The new communications minister Mitch Fifield could not hope for a better first day on the job. He inherits a fully-developed policy which is now at mid-execution stage and has largely made good on its technical promises even if a little delayed. 2016 will prove to be a great year to be in the retail politics game as far as communications is concerned, as NBN brings a succession of mass market products to commercialisation and larger swathes of the population are connected to the 25-100Mbps grid.
Although this is a column which deals with telecommunications more than psephology, the NBN is ultimately about politics as much as technology and Fifield’s appointment should be seen in this light.
As a close ally of Turnbull, Fifield promises continuity in the portfolio—something not only reassuring to industry but also politically pragmatic for the new PM who would like to see the job he started in the portfolio finished to his satisfaction.
To my mind, the fact Fifield is from Victoria is most important—the Coalition trails the opposition badly in that state in polls and part of its problem there has been that its national leadership has under Tony Abbott and Joe Hockey, and continues to be under Turnbull and Scott Morrison, closely identified with Sydney. Fifield will be the good news minister, with the NBN long term satellite, HFC and FTTN services all set to deploy in a big way under his tenure. In addition, the fixed wireless service will be upgraded to 50Mbps and a cell site access service will be introduced—allowing the government to tie the NBN to its mobile blackspots program for the first time.
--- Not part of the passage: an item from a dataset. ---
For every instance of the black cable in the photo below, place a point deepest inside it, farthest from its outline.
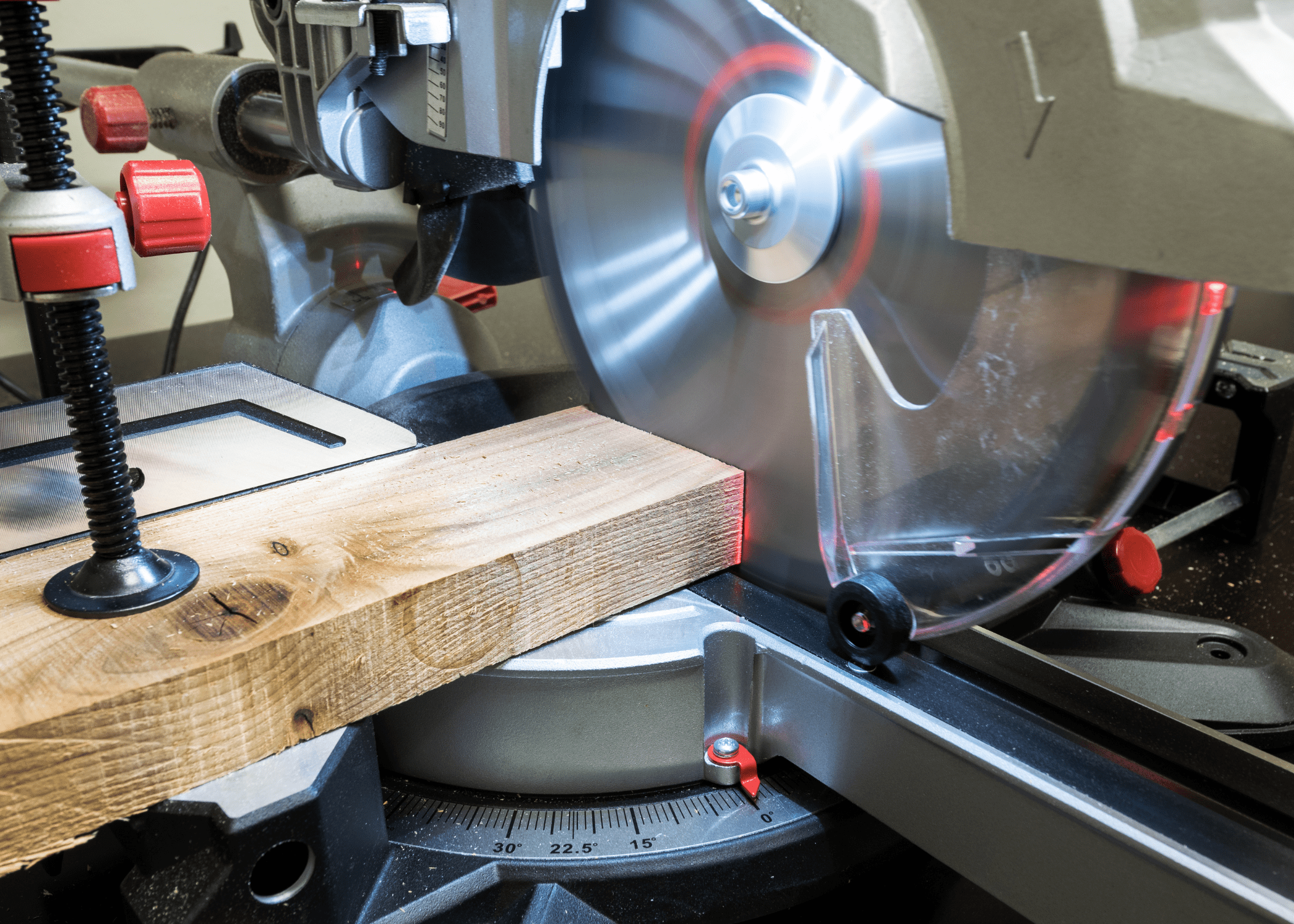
(182, 311)
(14, 389)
This gives him a tremendous opportunity to gain a high media profile and help correct the Sydney-centric bias that attaches to the Coalition currently.
Finally there has been a meme going around the tech press this past week that Turnbull is a closet FTTH zealot & secret ALP NBN lover and will re-institute Stephen Conroy’s old universal FTTH policy. This is just utter hogwash for anyone paying the smallest attention to communications over the past two years. Turnbull has gone to the great empirical lengths, both through his own research and policy efforts and the results of myriad inquiries, to establish the economic credentials and validity of MTM. It would be a massive repudiation of his own credibility and integrity to reverse that.
As he wrote just several weeks ago, the latest NBN corporate plan showed that 93% FTTH would still cost $30 billion more and take 6 to 8 years longer than MTM. He opined “This means that a full FTTP deployment such as Labor has advocated would leave millions of Australians trapped with inadequate connectivity – or no fixed line connection at all, in many cases – for more than a decade. Delays of that length are simply not acceptable for the Government. We cannot afford to leave large numbers of Australians behind as we seek to accelerate the nation’s productivity and global competitiveness in an age of digital disruption.”
Turnbull and Fifield aim to have the NBN essentially completed by the election after next. Right now it looks like everyone bar the 3-4% on satellite and maybe another 4-5% at the fag end of FTTN copper loops will be able to obtain 50Mbps speeds at a bare minimum and 100Mbps in the main. Forget the comparisons to city-states such as Singapore or a place such as South Korea, where half the population live in one giant city. When a country with such dispersed rural settlements and comparatively low urban population densities as Australia can deliver 50Mbps minimum to 90% of the population and 100Mbps to 74% of the population at an affordable cost, it will be a powerful basis on which to mount the case for a prime ministership attuned to the opportunities of technology disruption and 21st century government. Pertinently, this case will be able to be made in the present and not the future tense.